A high-confidence eQTL relationship is defined as one for which supporting eQTLs are found in more than one study within an integrated set. We identified high-confidence unique eQTL relationships within the eight integrated sets that contain more than one study. The number of studies in which a particular eQTL is found provides an approximate confidence score. Supplementary Table S3 shows the number of unique eQTL relationships and high-confidence unique eQTL relationships in each integrated set at various LD levels. For the largest integrated set, AllCell_AllPop, including all the data, at the lowest LD threshold (r2 > 0.3), the 133,658 unique eQTL relationships result in 5928 high-confidence unique eQTL relationships involving a total of 4252 exGenes (HC-exGenes). In general, most exGenes (77%) contain only one high-confidence unique eQTL relationship in each integrated set at the lowest LD level (r2 > 0.3) (data not shown).
Figure 5 shows the distribution of the number of studies in which each high-confidence exGene is identified, at various LD levels, for the AllCell_AllPop integrated set. Most HC-exGenes appear in more than the minimum of two studies, with four the most common.

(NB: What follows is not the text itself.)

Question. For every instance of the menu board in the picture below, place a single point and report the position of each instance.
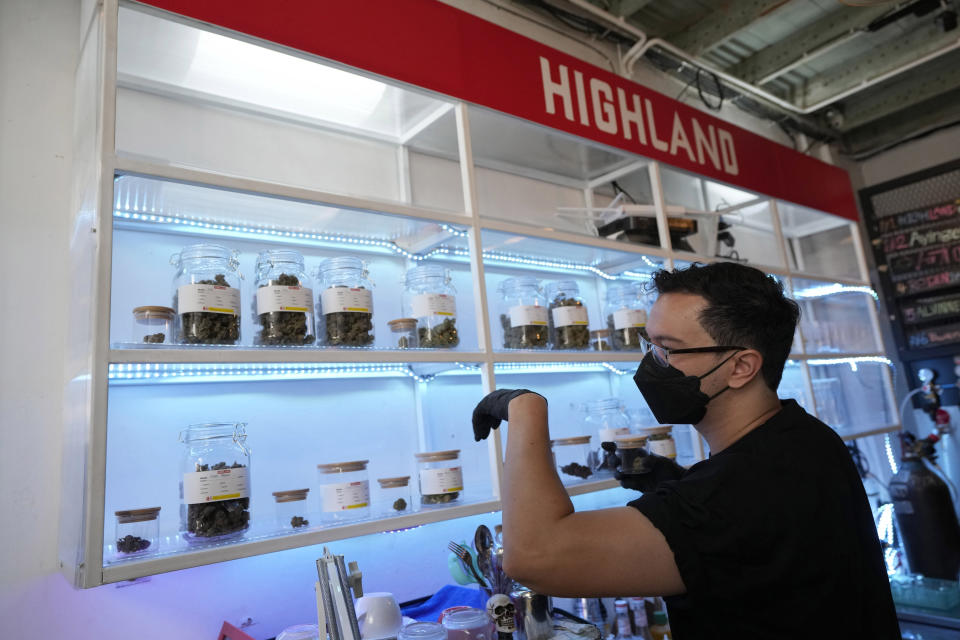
(918, 258)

As an estimate of the relative quality of eQTL datasets, we calculated the fraction of HC-exGenes in each dataset of the LCL_CEU integrated set (Supplementary Fig. S3). This quality measure varies widely. The lowest fraction of HC-exGenes is for the HA2 dataset (6.5%). The MRC dataset has the highest fraction (84%).
Tissue and population dependence of eQTL relationships
We made use of the data for different tissue types included in the 16 eQTL studies to perform limited testing on the extent to which eQTLs are conserved across tissue types. As noted earlier, only a fraction of eQTLs are found in multiple studies even when the same tissue and population have been used, so simply looking at the fraction eQTLs common to studies in different tissues is not an adequate approach. To address this, we restricted the comparisons to situations where there are pairs of studies that share a tissue type, providing a reference level of agreement, and that also have data on other tissues.

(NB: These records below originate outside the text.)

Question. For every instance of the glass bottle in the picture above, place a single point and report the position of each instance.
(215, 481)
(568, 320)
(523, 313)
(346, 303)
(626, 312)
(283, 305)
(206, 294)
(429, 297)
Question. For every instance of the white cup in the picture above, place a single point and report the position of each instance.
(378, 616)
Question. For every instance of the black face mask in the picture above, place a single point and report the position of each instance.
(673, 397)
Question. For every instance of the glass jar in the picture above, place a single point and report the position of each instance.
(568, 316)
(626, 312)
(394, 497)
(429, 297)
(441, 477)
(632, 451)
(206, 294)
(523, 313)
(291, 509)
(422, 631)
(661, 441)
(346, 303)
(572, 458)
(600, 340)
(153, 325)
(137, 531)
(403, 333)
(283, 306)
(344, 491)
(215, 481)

Two studies, each on LCLs and two other tissues, can each be used for this purpose: MuTHER with LCL, fat, and skin (Grundberg et al., 2012; Nica et al., 2011) and 3C with LCL, fibroblast, and T cell (Dimas et al., 2009). Both studies are in Caucasian populations and so can be compared with the other LCL studies on that population. Figure 6 shows the fraction of common exGenes between each of three MuTHER tissues and seven other studies conducted with LCLs. The fraction of exGenes common to pairs of datasets varies widely, from 33% to 68%, reflecting the differing experimental and other factors discussed earlier. However, in all seven comparisons, the fraction of common exGenes is higher between LCL-LCL dataset pairs than for LCL with other tissue comparisons, indicating a level of tissue specificity. For the LCL-fat comparisons, the common exGene fraction is between 27% and 39% lower than for LCL-LCL, and for LCL-T-cell comparisons, it is 29–50% lower. Similar levels of tissue conservation were found within the 3C study. Figure 7 shows similar comparisons between the seven reference LCL sets and the LCL, fibroblast, and T-cell data for the 3C study. In this study, the differences between cell types appear generally rather small: 16–32% fewer for LCL with fibroblast comparisons, and 15–27% less for LCL with T-cell comparisons.

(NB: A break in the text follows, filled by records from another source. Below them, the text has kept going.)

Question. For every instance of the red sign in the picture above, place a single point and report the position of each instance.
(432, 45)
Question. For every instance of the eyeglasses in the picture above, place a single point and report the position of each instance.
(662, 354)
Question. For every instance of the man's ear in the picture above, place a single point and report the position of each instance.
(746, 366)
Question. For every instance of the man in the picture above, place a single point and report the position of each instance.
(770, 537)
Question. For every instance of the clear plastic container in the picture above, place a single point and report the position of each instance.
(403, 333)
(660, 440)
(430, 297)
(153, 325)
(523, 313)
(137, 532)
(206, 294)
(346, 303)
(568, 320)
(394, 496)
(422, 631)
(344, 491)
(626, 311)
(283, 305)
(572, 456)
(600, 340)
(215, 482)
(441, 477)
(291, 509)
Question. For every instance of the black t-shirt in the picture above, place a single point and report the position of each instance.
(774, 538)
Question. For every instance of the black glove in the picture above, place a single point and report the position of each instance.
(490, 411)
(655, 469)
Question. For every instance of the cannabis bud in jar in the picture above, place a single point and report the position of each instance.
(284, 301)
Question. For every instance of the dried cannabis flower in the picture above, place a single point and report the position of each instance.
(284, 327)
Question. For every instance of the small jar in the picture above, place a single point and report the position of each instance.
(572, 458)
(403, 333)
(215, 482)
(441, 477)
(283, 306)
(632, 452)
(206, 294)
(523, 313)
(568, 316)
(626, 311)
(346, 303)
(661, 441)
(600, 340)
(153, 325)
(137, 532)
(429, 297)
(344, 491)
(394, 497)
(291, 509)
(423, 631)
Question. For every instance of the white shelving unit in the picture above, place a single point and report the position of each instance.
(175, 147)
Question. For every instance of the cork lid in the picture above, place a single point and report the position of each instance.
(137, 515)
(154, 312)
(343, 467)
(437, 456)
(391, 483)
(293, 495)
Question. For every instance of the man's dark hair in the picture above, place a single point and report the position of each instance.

A similar analysis can be made for the population dependence of eQTLs, comparing data from LCLs across Caucasian and African populations, using the HA study. Figure 8 shows the fraction of common exGenes between those datasets and those in other studies on Caucasian populations. Differences within and across population fractions are usually small, with the exception of the 3C comparison, where the fraction of common exGenes is about 25% smaller across the populations than within Caucasians.
These are very limited comparisons, but suggest that generally the level of conservation of eQTLs across tissues is fairly high and that between populations is also high, allowing extrapolation between tissue types, although at the expense of some false positives.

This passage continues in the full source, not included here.